Tue 26 Jun, 2012 12:13 pm
Why Are Women More Likely To Die From Lung Cancer In Alabama?
by Scott Hensley - NPR
June 25, 2012
Cancer Death Rates For White Women By Birth Year
Cancer deaths in Alabama vs. California
Nationwide, lung cancer death rates reached a peak for white women born in 1933. To compare death rates by state, researchers calculated ratios with the 1933 rate set to 1.0.
Source: Journal Of Clinical Oncology/Am. Cancer Society
Credit: Stephanie d'Otreppe
California has long been a trendsetter. But when it comes to reducing smoking and lung cancer, the Golden State's success hasn't taken the entire nation by storm.
Just take a look at the chart, which shows lung cancer death rates among white women by the year they were born.
For those women born since 1933, lung cancer death rates in California have dropped by more than half. In Alabama, they've more than doubled.
Why such a big discrepancy between the best state and the worst? "Lung cancer follows the smoking pattern," Ahmedin Jemal, an epidemiologist at the American Cancer Society, tells Shots.
Smoking In California Hits Record Low July 14, 2011
California led the way with excise taxes on cigarettes and ordinances banning smoking at the workplace and in bars. The state also did a lot to encourage smokers to quit.

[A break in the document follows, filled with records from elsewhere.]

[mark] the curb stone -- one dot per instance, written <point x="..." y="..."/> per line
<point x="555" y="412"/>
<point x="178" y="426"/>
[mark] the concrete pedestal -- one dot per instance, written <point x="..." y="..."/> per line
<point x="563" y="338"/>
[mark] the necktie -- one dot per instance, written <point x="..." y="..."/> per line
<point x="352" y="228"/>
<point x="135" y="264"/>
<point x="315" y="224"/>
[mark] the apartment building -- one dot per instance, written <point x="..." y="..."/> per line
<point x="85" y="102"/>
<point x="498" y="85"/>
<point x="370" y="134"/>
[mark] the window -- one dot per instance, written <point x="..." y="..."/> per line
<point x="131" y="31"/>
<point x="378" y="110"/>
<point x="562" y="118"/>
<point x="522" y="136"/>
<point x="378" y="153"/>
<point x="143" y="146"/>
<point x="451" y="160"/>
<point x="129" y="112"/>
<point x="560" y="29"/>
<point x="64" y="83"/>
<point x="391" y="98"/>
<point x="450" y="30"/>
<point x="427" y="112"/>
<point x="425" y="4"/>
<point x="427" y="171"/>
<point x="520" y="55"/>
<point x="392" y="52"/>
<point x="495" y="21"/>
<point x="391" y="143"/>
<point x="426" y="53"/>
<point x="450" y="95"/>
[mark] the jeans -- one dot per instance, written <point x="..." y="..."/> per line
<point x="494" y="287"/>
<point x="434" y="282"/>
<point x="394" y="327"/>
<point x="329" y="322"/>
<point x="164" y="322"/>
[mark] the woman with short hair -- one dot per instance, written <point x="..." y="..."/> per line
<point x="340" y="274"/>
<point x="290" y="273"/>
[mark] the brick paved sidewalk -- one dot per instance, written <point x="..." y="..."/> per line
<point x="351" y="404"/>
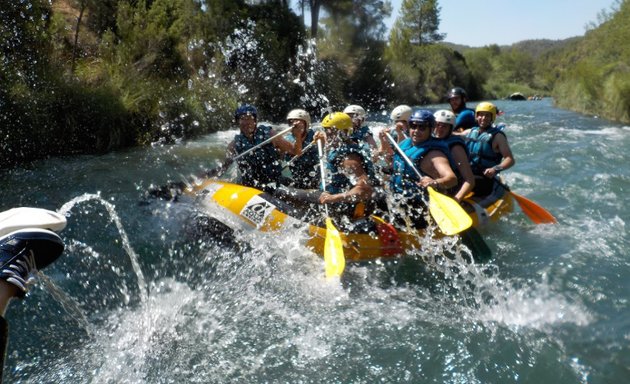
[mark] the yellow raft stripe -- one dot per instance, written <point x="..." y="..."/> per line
<point x="246" y="203"/>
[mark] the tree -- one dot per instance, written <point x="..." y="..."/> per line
<point x="420" y="22"/>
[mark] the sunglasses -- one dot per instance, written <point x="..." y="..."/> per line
<point x="421" y="127"/>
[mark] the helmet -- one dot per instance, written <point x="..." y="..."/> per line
<point x="299" y="114"/>
<point x="444" y="116"/>
<point x="355" y="109"/>
<point x="457" y="91"/>
<point x="338" y="120"/>
<point x="487" y="107"/>
<point x="401" y="112"/>
<point x="422" y="116"/>
<point x="245" y="109"/>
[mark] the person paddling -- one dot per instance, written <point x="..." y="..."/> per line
<point x="261" y="168"/>
<point x="304" y="167"/>
<point x="458" y="154"/>
<point x="349" y="169"/>
<point x="361" y="133"/>
<point x="429" y="157"/>
<point x="464" y="116"/>
<point x="489" y="152"/>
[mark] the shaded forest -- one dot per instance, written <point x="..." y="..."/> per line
<point x="90" y="76"/>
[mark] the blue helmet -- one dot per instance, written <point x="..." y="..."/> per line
<point x="245" y="109"/>
<point x="422" y="116"/>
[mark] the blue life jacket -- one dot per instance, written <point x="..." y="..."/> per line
<point x="465" y="119"/>
<point x="480" y="150"/>
<point x="452" y="141"/>
<point x="339" y="181"/>
<point x="404" y="178"/>
<point x="360" y="135"/>
<point x="305" y="172"/>
<point x="260" y="167"/>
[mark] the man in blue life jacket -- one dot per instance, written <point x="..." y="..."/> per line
<point x="464" y="116"/>
<point x="361" y="133"/>
<point x="400" y="117"/>
<point x="349" y="170"/>
<point x="489" y="153"/>
<point x="458" y="154"/>
<point x="429" y="156"/>
<point x="304" y="168"/>
<point x="260" y="168"/>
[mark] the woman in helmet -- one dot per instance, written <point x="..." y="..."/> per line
<point x="351" y="185"/>
<point x="361" y="133"/>
<point x="430" y="157"/>
<point x="400" y="116"/>
<point x="458" y="154"/>
<point x="304" y="168"/>
<point x="464" y="116"/>
<point x="261" y="168"/>
<point x="489" y="153"/>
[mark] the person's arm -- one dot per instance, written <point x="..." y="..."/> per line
<point x="500" y="145"/>
<point x="463" y="166"/>
<point x="438" y="170"/>
<point x="371" y="142"/>
<point x="361" y="191"/>
<point x="285" y="146"/>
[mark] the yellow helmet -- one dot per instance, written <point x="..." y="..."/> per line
<point x="487" y="107"/>
<point x="338" y="120"/>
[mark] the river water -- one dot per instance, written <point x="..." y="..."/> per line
<point x="138" y="297"/>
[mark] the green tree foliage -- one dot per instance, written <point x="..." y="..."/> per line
<point x="419" y="22"/>
<point x="594" y="76"/>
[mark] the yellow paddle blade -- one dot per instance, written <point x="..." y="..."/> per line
<point x="447" y="213"/>
<point x="334" y="260"/>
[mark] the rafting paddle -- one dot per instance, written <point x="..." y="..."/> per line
<point x="334" y="259"/>
<point x="218" y="171"/>
<point x="173" y="189"/>
<point x="535" y="212"/>
<point x="447" y="213"/>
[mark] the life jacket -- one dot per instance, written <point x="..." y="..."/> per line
<point x="465" y="119"/>
<point x="452" y="141"/>
<point x="359" y="136"/>
<point x="480" y="150"/>
<point x="404" y="178"/>
<point x="305" y="172"/>
<point x="262" y="166"/>
<point x="339" y="182"/>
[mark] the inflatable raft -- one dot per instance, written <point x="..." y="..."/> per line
<point x="374" y="238"/>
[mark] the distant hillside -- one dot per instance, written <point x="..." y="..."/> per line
<point x="540" y="47"/>
<point x="534" y="48"/>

Alabama and other states in the South and Midwest weren't nearly as aggressive.
When Jemal and colleagues from the American Cancer Society and the National Cancer Institute crunched the lung cancer numbers, the differences were stark.

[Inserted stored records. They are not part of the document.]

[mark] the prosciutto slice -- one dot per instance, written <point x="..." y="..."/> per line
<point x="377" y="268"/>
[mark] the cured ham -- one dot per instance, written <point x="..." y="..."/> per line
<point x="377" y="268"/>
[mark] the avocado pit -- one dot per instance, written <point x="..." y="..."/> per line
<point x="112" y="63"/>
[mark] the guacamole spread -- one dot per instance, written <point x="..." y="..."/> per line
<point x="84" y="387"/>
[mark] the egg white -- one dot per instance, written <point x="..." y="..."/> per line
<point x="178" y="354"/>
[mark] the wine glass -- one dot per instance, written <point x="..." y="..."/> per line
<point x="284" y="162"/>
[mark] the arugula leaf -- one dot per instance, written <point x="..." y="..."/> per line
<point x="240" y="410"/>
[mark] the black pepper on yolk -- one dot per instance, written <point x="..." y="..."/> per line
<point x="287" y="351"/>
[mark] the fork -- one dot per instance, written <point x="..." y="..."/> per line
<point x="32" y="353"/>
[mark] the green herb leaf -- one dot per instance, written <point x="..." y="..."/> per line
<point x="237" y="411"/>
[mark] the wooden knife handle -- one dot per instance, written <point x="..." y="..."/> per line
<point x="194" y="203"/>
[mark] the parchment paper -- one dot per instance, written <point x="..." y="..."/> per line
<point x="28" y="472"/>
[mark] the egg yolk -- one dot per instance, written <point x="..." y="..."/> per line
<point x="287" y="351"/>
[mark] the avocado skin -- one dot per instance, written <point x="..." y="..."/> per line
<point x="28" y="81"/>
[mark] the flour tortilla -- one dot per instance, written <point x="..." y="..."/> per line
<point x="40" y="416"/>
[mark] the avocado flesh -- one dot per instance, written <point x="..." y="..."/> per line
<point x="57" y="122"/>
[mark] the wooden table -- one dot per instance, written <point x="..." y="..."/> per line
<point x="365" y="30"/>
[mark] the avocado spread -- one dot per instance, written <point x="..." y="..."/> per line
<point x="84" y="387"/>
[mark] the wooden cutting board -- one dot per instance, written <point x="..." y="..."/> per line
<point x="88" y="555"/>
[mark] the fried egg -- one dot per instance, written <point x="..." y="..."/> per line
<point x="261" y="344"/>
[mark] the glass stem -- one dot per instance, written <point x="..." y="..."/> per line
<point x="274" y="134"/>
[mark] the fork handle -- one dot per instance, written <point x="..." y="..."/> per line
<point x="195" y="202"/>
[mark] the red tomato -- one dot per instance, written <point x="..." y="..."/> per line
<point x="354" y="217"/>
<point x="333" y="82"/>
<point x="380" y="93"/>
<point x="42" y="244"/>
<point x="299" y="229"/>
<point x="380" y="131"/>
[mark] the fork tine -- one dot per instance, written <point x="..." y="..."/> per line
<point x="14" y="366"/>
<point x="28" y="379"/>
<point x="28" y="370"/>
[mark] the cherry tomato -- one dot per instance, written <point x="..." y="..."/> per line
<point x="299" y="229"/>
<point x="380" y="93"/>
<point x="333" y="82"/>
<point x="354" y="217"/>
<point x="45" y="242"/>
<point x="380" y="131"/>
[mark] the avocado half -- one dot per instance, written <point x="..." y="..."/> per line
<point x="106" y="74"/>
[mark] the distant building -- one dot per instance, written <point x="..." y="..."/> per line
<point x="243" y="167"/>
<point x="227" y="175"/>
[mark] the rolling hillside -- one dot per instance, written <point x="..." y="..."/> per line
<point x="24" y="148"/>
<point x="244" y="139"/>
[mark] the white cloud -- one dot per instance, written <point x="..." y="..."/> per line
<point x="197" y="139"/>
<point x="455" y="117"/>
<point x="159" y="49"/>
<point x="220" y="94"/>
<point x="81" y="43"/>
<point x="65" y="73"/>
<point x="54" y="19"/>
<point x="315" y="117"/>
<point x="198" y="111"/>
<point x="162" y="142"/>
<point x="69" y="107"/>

To make the comparisons easier to see, they expressed the rates as a ratio pegged to the death rate for women born in 1933. The national death rate from lung cancer was highest for women born then, Jemal says.
The findings appear in the latest Journal of Clinical Oncology.

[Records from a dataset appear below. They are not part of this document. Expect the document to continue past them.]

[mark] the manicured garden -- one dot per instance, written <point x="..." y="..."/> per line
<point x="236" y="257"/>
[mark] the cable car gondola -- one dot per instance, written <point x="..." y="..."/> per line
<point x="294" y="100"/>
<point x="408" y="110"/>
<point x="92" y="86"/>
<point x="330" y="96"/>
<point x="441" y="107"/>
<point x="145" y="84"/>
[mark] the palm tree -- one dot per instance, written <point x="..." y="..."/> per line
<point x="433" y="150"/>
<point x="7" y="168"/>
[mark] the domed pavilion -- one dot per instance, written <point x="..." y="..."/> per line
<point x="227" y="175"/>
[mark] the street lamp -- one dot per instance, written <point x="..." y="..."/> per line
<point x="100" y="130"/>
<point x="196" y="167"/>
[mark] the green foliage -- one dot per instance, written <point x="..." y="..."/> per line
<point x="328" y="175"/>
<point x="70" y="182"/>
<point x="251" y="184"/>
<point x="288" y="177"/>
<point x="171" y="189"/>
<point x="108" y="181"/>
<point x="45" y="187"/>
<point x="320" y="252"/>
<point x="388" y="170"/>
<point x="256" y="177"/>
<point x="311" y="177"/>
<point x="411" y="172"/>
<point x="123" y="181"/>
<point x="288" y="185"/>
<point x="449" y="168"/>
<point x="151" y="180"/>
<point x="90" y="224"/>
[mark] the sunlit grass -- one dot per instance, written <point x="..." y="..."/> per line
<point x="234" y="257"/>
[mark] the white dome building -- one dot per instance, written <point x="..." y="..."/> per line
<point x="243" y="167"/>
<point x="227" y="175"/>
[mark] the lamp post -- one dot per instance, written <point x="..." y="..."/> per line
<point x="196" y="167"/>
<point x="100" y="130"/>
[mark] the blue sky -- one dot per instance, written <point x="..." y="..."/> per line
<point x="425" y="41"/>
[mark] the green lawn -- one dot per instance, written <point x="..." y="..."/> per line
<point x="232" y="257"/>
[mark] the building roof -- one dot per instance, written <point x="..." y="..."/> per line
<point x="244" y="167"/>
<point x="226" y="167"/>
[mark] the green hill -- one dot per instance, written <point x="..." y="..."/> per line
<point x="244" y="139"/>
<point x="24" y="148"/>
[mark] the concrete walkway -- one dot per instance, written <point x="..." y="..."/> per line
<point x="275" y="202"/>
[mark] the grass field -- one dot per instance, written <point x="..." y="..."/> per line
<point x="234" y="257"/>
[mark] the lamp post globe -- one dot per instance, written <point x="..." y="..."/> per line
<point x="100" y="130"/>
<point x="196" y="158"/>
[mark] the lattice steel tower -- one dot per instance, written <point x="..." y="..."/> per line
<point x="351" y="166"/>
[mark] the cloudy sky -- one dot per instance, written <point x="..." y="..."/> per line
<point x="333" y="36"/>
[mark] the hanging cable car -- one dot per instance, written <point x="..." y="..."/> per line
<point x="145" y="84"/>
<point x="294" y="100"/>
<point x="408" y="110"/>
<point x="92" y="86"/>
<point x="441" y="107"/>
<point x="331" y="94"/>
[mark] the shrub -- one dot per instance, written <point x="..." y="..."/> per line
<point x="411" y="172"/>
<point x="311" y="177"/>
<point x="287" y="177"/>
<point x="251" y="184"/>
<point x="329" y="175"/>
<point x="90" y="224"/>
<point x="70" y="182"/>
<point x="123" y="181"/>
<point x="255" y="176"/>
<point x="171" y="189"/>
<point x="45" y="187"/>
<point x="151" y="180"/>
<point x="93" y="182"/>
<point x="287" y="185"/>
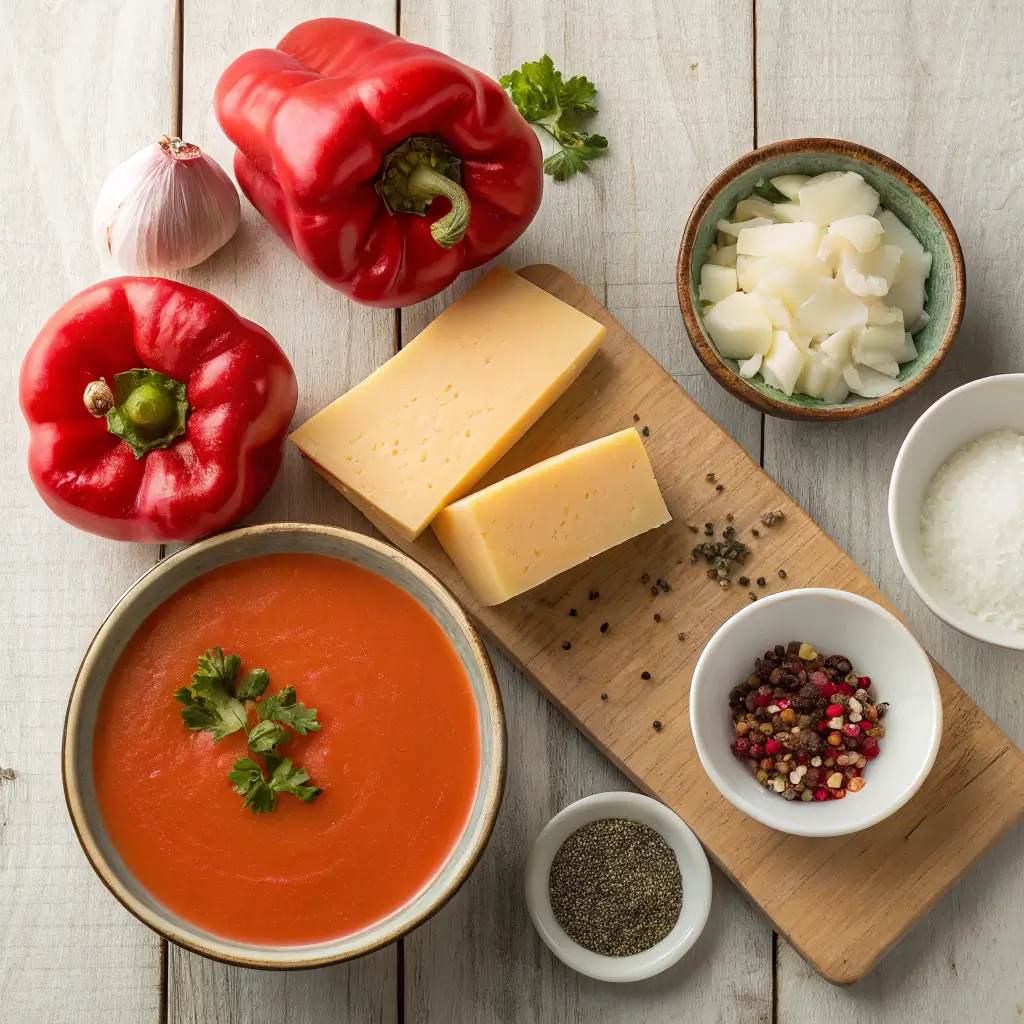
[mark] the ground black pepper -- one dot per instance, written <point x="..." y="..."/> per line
<point x="615" y="888"/>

Because of the concentrated evil that hangs in the air of the Deep South.
All those women are probably racist bitches so why worry?
California led the way qith excise taxes on cigarettes and ordiances banning smoking at the workplace and in bars. The state also did a lot to encourage smokers to quite. Alabama and other states in the South and Midwest weren't nearly as aggressive. when Jamel and colleagues from the American Cancer Society and the National Cancer Institute crunched the lung cancer numbers, the differences were stark.
Thanks and Regards,
I do agree with you. 90% of the patients are suffering from lung cancer due to smoking. Smoking need to be banned.